The service tax legislation per say was not in existence then and the litigation matter where tariff classifications and filing of declarations etc. No sooner we come into market economy and computers come to our beloved tech savvy country the documentation was the first aspect of corporate governance which was computerized, this was is in mid-nineties. Side by side there was one more child born called as “SERVICE TAX”, after a humble beginning with 2 services, now we are in a era where everything is taxable other than negative list (with some exemption). With service industry in boom, the documentation was a big issue because of the intangible nature of service.
The outwards documentation started with Invoice or Bill and Rule 4A of service tax says that “the Invoices, bill or as the case may be, a challan signed by such person or a person authorized by him in respect of such taxable service provided or to be provided and such Invoices, bill or as the case may be challan shall be serially numbered and shall contain the following
(i) The name, address and registration number of such person;
(ii) The name and address of person receiving the service
(iii) Description, classification and value of taxable service; and
(iv) The service tax payable thereon”
A big issue in hand was signing of bills / Invoices / Challans and companies like telecom which have crors of customers it was easy for them to capture all the mandatory information required, however it is next to impossible task of signing the bills/invoices. With such a problem in hand companies come up with the ideas such as Facsimile Signature or simply mention on the bill “Computer Generated Invoice, No Signature Required” this is not in accordance with the rule book.
To overcome this problem CBEC under the famous garb called “ease of doing business” come up with the option of digital signature. The implementation of the provision was made effective vide Notification No. 18/2015–CE(NT), dated 6 th July 2015 which was introduced vide Notification 5/2015-S.T, dated 1-3-2015 and Notification 18/2015-C.E.(N.T) dated 6-7-2015 which had the scheme in detailed. Also under the name of trade facilitation Board issued Instruction vide F. No. 224/44/2014-CX.6 dated 6th July 2015 listing the detailed procedure for usage, verification and controls of the scheme.

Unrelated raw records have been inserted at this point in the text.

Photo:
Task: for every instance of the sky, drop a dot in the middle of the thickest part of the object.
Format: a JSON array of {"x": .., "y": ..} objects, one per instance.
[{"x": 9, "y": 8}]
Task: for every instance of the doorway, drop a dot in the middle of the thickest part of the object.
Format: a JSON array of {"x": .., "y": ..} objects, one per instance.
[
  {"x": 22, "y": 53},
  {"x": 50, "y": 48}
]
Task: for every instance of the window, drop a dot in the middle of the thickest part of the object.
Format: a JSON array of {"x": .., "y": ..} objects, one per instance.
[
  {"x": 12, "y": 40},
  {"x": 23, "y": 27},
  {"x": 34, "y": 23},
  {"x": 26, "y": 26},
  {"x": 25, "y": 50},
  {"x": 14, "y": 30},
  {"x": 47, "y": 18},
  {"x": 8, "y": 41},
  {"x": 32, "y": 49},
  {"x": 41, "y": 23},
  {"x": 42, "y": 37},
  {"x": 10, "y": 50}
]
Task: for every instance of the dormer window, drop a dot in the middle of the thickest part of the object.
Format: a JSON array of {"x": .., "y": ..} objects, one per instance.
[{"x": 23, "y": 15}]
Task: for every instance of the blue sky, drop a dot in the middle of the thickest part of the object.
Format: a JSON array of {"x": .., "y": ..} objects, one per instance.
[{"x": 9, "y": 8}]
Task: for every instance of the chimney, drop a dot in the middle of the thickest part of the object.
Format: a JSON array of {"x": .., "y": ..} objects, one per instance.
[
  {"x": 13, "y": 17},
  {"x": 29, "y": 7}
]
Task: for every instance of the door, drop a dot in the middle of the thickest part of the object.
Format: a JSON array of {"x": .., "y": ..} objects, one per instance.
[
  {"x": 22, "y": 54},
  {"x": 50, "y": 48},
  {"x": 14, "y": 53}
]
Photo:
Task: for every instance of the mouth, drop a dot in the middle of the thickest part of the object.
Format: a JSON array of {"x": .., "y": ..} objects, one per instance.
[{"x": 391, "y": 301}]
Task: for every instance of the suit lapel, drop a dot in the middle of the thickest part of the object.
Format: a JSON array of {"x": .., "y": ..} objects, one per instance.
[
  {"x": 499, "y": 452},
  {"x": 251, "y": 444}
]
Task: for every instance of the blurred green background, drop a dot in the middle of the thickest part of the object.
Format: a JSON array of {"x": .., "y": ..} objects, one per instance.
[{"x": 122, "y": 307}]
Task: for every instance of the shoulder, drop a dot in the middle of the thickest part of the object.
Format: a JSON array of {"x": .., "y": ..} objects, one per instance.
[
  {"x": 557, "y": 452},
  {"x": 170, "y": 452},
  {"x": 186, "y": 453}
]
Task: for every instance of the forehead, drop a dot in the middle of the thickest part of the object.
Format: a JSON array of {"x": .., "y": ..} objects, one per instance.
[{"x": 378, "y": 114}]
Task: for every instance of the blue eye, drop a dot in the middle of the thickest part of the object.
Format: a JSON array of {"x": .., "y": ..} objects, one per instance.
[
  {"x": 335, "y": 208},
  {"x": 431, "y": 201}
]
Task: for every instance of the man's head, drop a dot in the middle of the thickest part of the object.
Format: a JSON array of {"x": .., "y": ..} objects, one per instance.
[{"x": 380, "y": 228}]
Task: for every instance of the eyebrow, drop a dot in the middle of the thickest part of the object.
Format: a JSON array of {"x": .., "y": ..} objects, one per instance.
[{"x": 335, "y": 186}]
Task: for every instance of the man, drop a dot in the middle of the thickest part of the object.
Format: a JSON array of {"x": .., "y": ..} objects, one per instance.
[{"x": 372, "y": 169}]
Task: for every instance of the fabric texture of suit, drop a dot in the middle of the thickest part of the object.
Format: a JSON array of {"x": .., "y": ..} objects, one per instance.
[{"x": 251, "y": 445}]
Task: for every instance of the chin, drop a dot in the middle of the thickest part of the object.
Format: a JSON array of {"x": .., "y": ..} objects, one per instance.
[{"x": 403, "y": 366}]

Though we were too late to introduce this, however its better late than never. It must be noted, that many companies are still using Facsimile Signature or simply mention on the bill “Computer Generated Invoice, No Signature Required”. As a service provider they are ignoring the rule book and probably department is considering their case sympathetically because its enjoying double benefit, i.e., on one side they are getting their revenue and on other side they can deny the credit on such Invoices / Bills saying this is not in accordance with the rule book viz not signed. Though this is not in right spirit because if the tax is allowed to charge and collect on such Invoices than credit should also be allowed. The auditors may argues that the service receiving entity should not pay the tax amount to provider in such a situation, so that provider will be compelled to issue properly signed Invoices, but the fact is otherwise because these service providers are giant and its simply not possible for a normal service receiver to get into logger head with them also when department is well aware of the pattern of issue of bills. For instance take an example of mobile bills, I am sure by now almost 90% of the CBEC officers will have mobile phone some of them well be having post paid connections wherein they are receiving the bills which are of such kind and I am sure they are paying service tax component of such bills to service provider, unfortunately though they get assertive only while denying the credit taken by any service provider / Manufacture of such bills. Actually Department has power under Section 77 (1) e & (2) of the Finance Act, 1994 wherein it can impose penalty upto Rs 10,000 for non-issuance of Invoice in accordance with the provisions and simultaneous penalty under rule 27 of the CER, 2002. It surprises me and equally bothers because all these taxes are adding to cost which is against the very principle of any Value Added tax scheme, it should be noted that such issues need to be addressed on immediate basis, as this hampers the cause of “Ease of Doing Business in India”.